Sundance Review: Twelve

Yesterday's press screening of Twelve was probably my favorite screening experience of Sundance so far-- and that's not just because Roger Ebert was sitting behind me and I got to shake his hand. A fairly large crowd of journalists had gathered at the Yarrow to catch Twelve, given that it was one of the few high-profile premieres remaining, and everyone entered without much clue what Joel Schumacher had planned for his adaptation of the seminal teen novel.

And then, when a character purchased a samurai sword, or maybe it was when another took refuge in a church by pulling a stool up to the altar, the assorted press decided together that it was OK to laugh out loud-- and Twelve became one of the best comedies I've seen at the festival. Stone-serious about the boilerplate rich-kid antics it depicts, and perhaps completely unaware that Gossip Girl is already mining this territory pretty well (even with the presence of Chace Crawford in the lead role), Twelve is a hilarious and melodramatic mess. If you are also seeing it with a crowd of slap-happy journalists, you may even find yourself loving it. Since you probably won't, I'd recommend staying away.

Centered around a drug dealer named White Mike (Crawford), Twelve is about a tangled web of rich Upper East Side New York kids, all with ambitions of moving on to Ivy League colleges but equally committed to fostering drug habits and having irresponsible sex.
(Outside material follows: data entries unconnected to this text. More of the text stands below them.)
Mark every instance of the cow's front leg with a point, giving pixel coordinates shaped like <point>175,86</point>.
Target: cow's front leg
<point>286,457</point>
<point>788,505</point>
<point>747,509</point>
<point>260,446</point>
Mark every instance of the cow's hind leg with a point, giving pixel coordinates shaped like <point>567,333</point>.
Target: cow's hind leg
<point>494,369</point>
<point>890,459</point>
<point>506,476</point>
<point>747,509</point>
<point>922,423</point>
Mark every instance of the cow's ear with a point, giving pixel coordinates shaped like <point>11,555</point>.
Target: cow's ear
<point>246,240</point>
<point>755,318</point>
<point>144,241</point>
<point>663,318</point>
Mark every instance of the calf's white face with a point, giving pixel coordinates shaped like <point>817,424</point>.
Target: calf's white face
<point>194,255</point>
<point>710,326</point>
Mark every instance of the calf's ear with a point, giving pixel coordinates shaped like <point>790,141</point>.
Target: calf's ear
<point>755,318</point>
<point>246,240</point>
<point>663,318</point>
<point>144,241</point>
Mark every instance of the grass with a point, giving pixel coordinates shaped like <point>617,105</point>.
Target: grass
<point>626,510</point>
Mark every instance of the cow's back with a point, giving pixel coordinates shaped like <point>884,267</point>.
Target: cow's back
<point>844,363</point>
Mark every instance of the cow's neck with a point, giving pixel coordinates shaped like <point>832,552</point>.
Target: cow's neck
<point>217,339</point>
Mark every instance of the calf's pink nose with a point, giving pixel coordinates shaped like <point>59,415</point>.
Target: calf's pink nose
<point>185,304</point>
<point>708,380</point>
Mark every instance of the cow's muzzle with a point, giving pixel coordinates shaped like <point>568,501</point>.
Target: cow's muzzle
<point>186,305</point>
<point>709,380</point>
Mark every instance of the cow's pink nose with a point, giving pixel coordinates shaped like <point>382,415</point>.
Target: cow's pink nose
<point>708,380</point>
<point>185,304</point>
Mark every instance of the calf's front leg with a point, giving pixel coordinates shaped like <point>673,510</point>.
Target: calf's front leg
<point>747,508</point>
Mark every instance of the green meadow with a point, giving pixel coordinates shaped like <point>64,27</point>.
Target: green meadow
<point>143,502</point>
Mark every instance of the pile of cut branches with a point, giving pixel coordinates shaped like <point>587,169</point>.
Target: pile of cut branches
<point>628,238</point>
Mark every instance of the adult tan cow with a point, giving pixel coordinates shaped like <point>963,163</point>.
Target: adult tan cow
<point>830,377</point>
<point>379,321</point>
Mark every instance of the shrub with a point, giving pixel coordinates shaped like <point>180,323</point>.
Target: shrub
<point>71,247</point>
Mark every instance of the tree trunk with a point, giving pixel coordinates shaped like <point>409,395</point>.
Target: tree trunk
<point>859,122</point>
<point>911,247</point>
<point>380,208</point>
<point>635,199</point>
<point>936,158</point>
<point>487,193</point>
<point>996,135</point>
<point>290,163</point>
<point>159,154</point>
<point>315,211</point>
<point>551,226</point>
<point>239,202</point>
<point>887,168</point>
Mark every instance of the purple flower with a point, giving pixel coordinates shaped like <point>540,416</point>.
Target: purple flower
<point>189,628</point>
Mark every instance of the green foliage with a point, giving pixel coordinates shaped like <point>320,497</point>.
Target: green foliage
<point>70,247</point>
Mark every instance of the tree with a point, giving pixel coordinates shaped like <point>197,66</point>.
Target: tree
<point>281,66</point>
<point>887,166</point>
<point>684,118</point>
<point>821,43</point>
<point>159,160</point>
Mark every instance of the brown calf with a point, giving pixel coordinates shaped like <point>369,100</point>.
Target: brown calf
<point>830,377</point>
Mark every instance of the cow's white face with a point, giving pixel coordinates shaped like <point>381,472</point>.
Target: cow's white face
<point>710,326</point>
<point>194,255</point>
Sara Ludlow (Esti Ginzburg) is the pretty and manipulative girl, Jessica (Emily Meade) the good girl trying to go bad, Chris (Rory Culkin) the dweeb taken advantage of for his party-throwing skills, Claude (Billy Magnussen) the psycho, steroid-abusing older brother, etc. etc. White Mike has dropped out of school and spends his days wandering the streets and dealing to his former classmates, while starting a maybe-romance with childhood friend Molly (Emma Roberts), who represents everything pure with her blue-collar background and complete disinterest in drugs.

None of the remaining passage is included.